Treading Water

It’s Saturday, and one of my servers is having a conniption fit. The load is like a sine wave between 6 and 12, and it’s trying to do a lot of I/O.

This machine is set up as a mail server, optimized for latency and not throughput. It was a mail server, actually, until it turned into a Sophos PureMessage reporting and management machine for the other seven spam and virus filtering machines. The stats from the other machines are stored in a PostgreSQL database, which is pre-installed with newer versions of PureMessage. I’m not quite sure what Sophos is doing under the hood, but this machine suddenly needs to do a lot more I/O, and going from mail server to database server on this machine is like asking your toaster to cook a turkey.
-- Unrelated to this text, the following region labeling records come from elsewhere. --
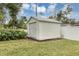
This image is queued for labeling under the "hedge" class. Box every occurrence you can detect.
[0,30,27,41]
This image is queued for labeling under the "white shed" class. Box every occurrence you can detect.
[27,17,61,40]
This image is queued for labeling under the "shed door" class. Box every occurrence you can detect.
[29,22,37,38]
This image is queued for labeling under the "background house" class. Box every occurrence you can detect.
[27,17,61,40]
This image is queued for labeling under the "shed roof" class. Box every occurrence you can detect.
[28,17,61,23]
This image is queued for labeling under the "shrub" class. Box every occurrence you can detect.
[0,30,27,41]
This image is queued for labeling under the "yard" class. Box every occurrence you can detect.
[0,39,79,56]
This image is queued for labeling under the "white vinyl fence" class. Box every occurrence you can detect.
[61,25,79,41]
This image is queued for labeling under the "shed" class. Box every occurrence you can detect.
[27,17,61,40]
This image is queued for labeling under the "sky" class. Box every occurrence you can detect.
[18,3,79,19]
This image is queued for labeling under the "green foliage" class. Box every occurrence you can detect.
[6,3,22,27]
[0,10,4,21]
[0,30,27,41]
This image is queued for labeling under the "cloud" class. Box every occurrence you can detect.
[37,6,46,13]
[47,3,57,13]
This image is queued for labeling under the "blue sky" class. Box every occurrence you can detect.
[21,3,79,19]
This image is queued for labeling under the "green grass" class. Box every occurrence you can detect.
[0,39,79,56]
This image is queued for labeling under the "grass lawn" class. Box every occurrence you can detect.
[0,39,79,56]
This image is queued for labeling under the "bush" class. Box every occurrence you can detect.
[0,30,27,41]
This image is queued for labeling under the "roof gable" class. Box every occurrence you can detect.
[27,17,61,23]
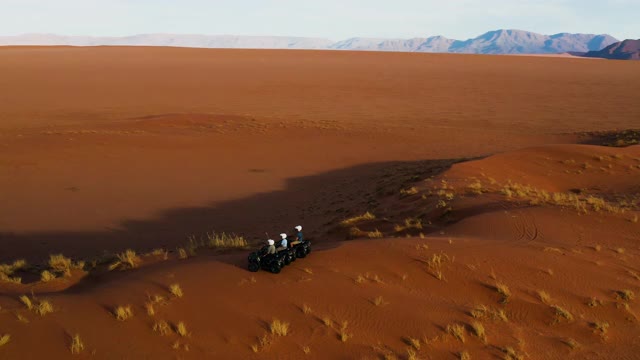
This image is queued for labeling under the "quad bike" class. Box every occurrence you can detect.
[249,240,311,274]
[249,246,288,274]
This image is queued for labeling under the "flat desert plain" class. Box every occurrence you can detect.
[0,47,640,359]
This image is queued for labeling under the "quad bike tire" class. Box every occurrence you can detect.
[249,262,260,272]
[269,262,282,274]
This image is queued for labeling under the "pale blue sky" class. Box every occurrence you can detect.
[0,0,640,40]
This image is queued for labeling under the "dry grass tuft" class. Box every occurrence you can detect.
[591,321,609,337]
[551,305,573,323]
[144,302,156,316]
[49,254,73,276]
[109,249,140,270]
[20,295,33,310]
[338,321,353,342]
[538,290,551,305]
[40,270,56,282]
[70,334,84,354]
[616,289,636,301]
[471,305,509,322]
[207,232,249,249]
[153,320,171,336]
[425,253,451,280]
[587,297,602,307]
[113,305,133,321]
[406,337,422,351]
[33,300,53,316]
[340,211,376,226]
[501,346,524,360]
[407,348,418,360]
[169,284,184,298]
[150,248,169,260]
[471,321,487,344]
[495,281,511,304]
[302,304,313,315]
[446,324,465,343]
[269,319,289,336]
[20,295,53,316]
[0,259,27,284]
[0,334,11,346]
[175,321,191,337]
[501,182,625,214]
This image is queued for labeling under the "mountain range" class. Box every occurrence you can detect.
[0,30,618,54]
[584,40,640,60]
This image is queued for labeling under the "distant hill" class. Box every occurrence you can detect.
[0,34,333,49]
[584,40,640,60]
[0,30,618,54]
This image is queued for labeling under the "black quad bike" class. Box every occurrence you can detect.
[249,240,311,274]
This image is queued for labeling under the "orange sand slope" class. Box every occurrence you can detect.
[0,146,640,359]
[0,47,640,359]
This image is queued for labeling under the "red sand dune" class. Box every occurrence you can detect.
[0,47,640,359]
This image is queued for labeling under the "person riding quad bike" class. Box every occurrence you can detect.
[249,239,288,274]
[291,225,304,247]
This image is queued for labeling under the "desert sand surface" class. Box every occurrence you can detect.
[0,47,640,359]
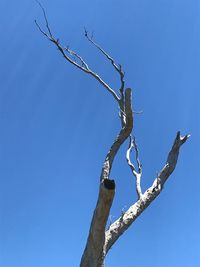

I’m not a complete PostgreSQL newbie so I take a look at the way the database is configured. I can’t change or even look at the disk subsystem right now, so that’s out. But I can give it more memory to use to do it’s work. Since this is a pre-packaged PostgreSQL install I have to find the postgresql.conf file. And, lo and behold, the parameters it ships with suck. On top of that, this thing has the autovacuum daemon running but it isn’t set up to do any analyze operations, and when the vacuum tries to run it’s preempted by other jobs that are updating the tables it wants to vacuum. So it never happens.

I check kernel.shmall and kernel.shmmax. The machine has 4 GB of memory. Those parameters are set to 3 GB.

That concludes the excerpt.